The birds here are going crazy for the food and have got through a sack of seed in about a fortnight. I shall get Sunflower hearts next time and there should be a lot less waste and no weeds sprouting beneath the feeders. Woody Woodpecker has found both nut nets now and is always a delight to see. Our other visitors are House Sparrows (we support a big colony here), Chaffinches, Great and Blue Tits, Coal (or Marsh?) Tits. No Greenfinches (too wooded here I think) and Goldfinches only in the summer! Long Tailed Tits about the garden but not at the feeders. Must put some cheese out for Mr Blackbird (he loves the cat food leftovers . . .)

Midmarsh John said...

It's a few years since Fieldfares descended on the village.

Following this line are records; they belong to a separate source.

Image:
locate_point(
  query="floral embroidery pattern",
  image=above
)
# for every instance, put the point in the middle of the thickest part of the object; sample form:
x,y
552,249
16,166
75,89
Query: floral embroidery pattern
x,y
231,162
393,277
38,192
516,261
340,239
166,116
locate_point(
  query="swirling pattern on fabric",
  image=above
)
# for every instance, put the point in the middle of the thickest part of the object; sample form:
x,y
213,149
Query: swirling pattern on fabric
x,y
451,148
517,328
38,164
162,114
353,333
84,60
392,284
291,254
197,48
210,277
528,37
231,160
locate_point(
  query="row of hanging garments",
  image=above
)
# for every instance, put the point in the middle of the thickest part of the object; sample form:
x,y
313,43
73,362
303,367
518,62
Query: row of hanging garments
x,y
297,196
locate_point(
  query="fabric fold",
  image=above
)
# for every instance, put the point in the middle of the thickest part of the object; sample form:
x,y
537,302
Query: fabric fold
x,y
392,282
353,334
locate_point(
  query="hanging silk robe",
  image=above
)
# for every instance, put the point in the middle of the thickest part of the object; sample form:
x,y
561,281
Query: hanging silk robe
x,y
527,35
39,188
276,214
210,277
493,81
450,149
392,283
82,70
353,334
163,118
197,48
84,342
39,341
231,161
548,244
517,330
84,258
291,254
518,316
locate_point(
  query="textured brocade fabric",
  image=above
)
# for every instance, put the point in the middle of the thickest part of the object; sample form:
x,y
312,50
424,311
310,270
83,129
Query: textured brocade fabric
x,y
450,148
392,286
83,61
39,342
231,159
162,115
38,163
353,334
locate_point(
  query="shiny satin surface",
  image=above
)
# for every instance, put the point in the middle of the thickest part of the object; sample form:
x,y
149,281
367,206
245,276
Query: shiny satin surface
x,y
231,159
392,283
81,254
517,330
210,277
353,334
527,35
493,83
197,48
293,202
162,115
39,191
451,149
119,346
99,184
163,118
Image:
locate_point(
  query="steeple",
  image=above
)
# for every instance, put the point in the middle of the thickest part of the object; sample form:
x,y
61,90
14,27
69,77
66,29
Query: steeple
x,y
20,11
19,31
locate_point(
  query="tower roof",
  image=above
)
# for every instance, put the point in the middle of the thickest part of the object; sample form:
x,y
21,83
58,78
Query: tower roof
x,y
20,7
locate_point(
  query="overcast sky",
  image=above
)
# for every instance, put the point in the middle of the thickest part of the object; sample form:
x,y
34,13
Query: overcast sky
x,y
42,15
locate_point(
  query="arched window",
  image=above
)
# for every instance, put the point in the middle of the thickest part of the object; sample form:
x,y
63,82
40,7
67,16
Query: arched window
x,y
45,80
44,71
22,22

Last time was one snowy week when they spent a few days devouring windfall apples in a few gardens.

The History Anorak said...
This comment has been removed by the author.
thelma said...

Feeding the birds is always fun. We have two grey squirrels who haunt the bird table, but our little gatherings consist of chaffinches, also a gold crest, then there are robins, sparrows, blue tits, great tits and long tailed tits. Not forgetting of course collared doves, pigeons and pheasants. The only bird I do not see a lot of here in Yorkshire, is the magpie, whereas down in Essex there were plenty...

Granny Sue said...

We feed here in the States too, Pat, and enjoy watching them very much. I had never heard of Fieldfares before, shall have to go look up a photo. Our winter visitors are the usual: chickadee, titmouse, nuthatch, woodpeckers, juncos (they have not yet arrived, but we call them snowbirds and they usually do seem to drag the snow in on their tails when they finally get here). Sometimes a few goldfinch winter over, occasionally robins do too. And sparrows, we have those or various kinds. The most flambouyant in winter is the pileated woodpecker, a big brute of a woodpecker.

meigancam01 said...

Very Nice article.
Love to read your blogs.
Thanks for sharing these articles.

Simon Douglas Thompson said...

Fieldfares only come into town when the weather is really bad. When it is, as you say, they violently strip bushes - ornamental ones on the estate I run through - in flocks of a hundred or more.